John Wayne knew that Rosie watched him from her bedroom deck. His life changed when she gave him the key to Uncle Stan’s apartment over the garage of her grandparents’ house, where no one went upstairs, except for her.
She didn’t make John Wayne do anything. Sometimes, she looked at him like she was sorry for him, but most of the time she just looked at him. People liked to look at him, and he learned not to talk, since that was when people got upset, their eyes changing from pleased to disturbed.
He took long hot showers and left the red light on. There was grace in the walls, the clothes left in the closet and dresser, and the blue bong. It was as if the clothes and bong were waiting for him. The clothes fit him and he liked the tie-dyed shirts and frayed Levi’s. He wore Uncle Stan’s necklace with the tooth pendant, stroking it for comfort. It was like a slender bone.
From the apartment window, he watched Rosie’s grandparents engrossed in their rituals in the house below. There’s Grandpa and Grandma, he thought. Watching them made him feel safe, he didn’t know why. They sat on their barstools, eating their meals, a dependability. Grandma Dot had silvery white hair. Grandpa was tanned and there was a patch of white hair on either side of his head in a U shape. The skin between the hair reminded him of a bull’s-eye. Their meals were poked and prodded, they took small bites. Grandpa drank vodka martinis with speared olives while Grandma Dot drank Schlitz straight from the can. She was petite, always dressed with care, so the sight of her tipping a can to her coral lips was dramatic. She sat on the barstool with her legs crossed like an aged movie star.
Grandma Dot sensed a p
resence in her son’s apartment above the garage. At first she believed it was poor, troubled, eccentric Rosie. She began leaving two crisp twenty-dollar bills every week (and sometimes three twenty-dollar bills) in one of Grandpa’s martini glasses with Spending Money written on a piece of paper and taped to it. She left the glass at the foot of the stairs, and whoever the person was accepted the money, leaving the empty glass for her. She became convinced that it wasn’t Rosie.

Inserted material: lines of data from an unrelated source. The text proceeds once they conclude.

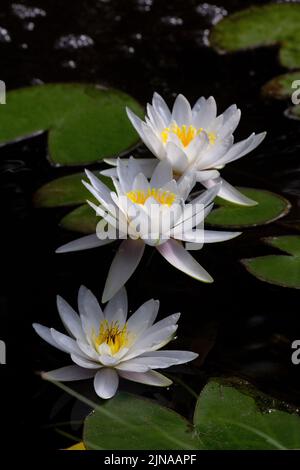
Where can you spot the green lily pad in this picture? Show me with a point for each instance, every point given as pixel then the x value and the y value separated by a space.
pixel 280 87
pixel 128 422
pixel 281 270
pixel 227 418
pixel 83 219
pixel 67 191
pixel 86 123
pixel 267 25
pixel 270 207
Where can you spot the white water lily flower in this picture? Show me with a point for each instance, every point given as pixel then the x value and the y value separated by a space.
pixel 105 345
pixel 165 226
pixel 194 139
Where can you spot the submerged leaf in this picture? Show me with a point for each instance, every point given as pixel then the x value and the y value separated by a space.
pixel 82 219
pixel 270 207
pixel 66 191
pixel 282 270
pixel 267 25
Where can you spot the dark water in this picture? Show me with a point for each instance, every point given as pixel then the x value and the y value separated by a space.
pixel 244 326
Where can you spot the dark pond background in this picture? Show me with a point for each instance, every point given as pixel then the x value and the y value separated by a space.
pixel 244 326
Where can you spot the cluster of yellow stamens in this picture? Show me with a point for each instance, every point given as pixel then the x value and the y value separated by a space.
pixel 112 335
pixel 185 134
pixel 162 197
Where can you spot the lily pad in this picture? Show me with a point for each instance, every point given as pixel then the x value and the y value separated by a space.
pixel 281 87
pixel 270 207
pixel 83 219
pixel 281 270
pixel 86 123
pixel 128 422
pixel 67 191
pixel 227 418
pixel 267 25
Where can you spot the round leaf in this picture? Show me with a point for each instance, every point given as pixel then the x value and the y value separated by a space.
pixel 66 191
pixel 128 422
pixel 228 419
pixel 86 123
pixel 262 26
pixel 280 270
pixel 270 207
pixel 280 87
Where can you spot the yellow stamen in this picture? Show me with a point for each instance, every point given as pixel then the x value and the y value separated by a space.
pixel 162 197
pixel 185 134
pixel 112 335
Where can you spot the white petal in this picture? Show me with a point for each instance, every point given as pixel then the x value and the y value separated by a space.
pixel 229 193
pixel 135 121
pixel 111 172
pixel 69 373
pixel 143 318
pixel 117 307
pixel 140 183
pixel 152 341
pixel 85 363
pixel 149 378
pixel 206 114
pixel 69 318
pixel 66 343
pixel 161 175
pixel 156 120
pixel 84 243
pixel 127 171
pixel 230 123
pixel 147 164
pixel 88 351
pixel 186 183
pixel 206 175
pixel 176 157
pixel 240 149
pixel 162 359
pixel 106 383
pixel 212 236
pixel 45 334
pixel 153 142
pixel 90 311
pixel 123 266
pixel 209 158
pixel 181 112
pixel 176 255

When her Schlitz started disappearing from the garage refrigerator, she bought twelve-packs of Coors and left a note explaining that Schlitz was rather difficult to come by.
John Wayne continued to sneak into the garage and steal the Coors, and although he didn’t read a note that was left there, crumpling it into a ball and chucking it in the trash, he understood that he should not touch Grandma Dot’s stash.
Grandma Dot was a serious insomniac, her large booze intake also an attempt to lose consciousness. Secretly, when her mind was inebriated enough, she pretended that her son still lived upstairs, that he hadn’t left her, and this allowed her to avoid the reality. She saw a red glow from the apartment every night, and the light didn’t go off until she herself had abandoned the barstool for bed. She liked the attention.
John Wayne watched Grandma Dot through the kitchen window below while she played Solitaire, sitting on a barstool in the kitchen, on the counter beside her cards, her beer sweating on a napkin, her ashtray stockpiled with stubs, her pack of Merits, and her lighter. Once, late at night, she slipped fluidly off the barstool. He was ready to run down the steps and save her, so sure that she had hurt herself, but she picked herself up and sat herself right back on the barstool. Then she slowly, dramatically, drunkenly lit herself another cigarette.
He saw the hallway light through a bulbous plastic window in the ceiling of the house. It looked like a lit-up blister. He began waiting for the light to go off, and then he would go downstairs; she would leave the front door open for him.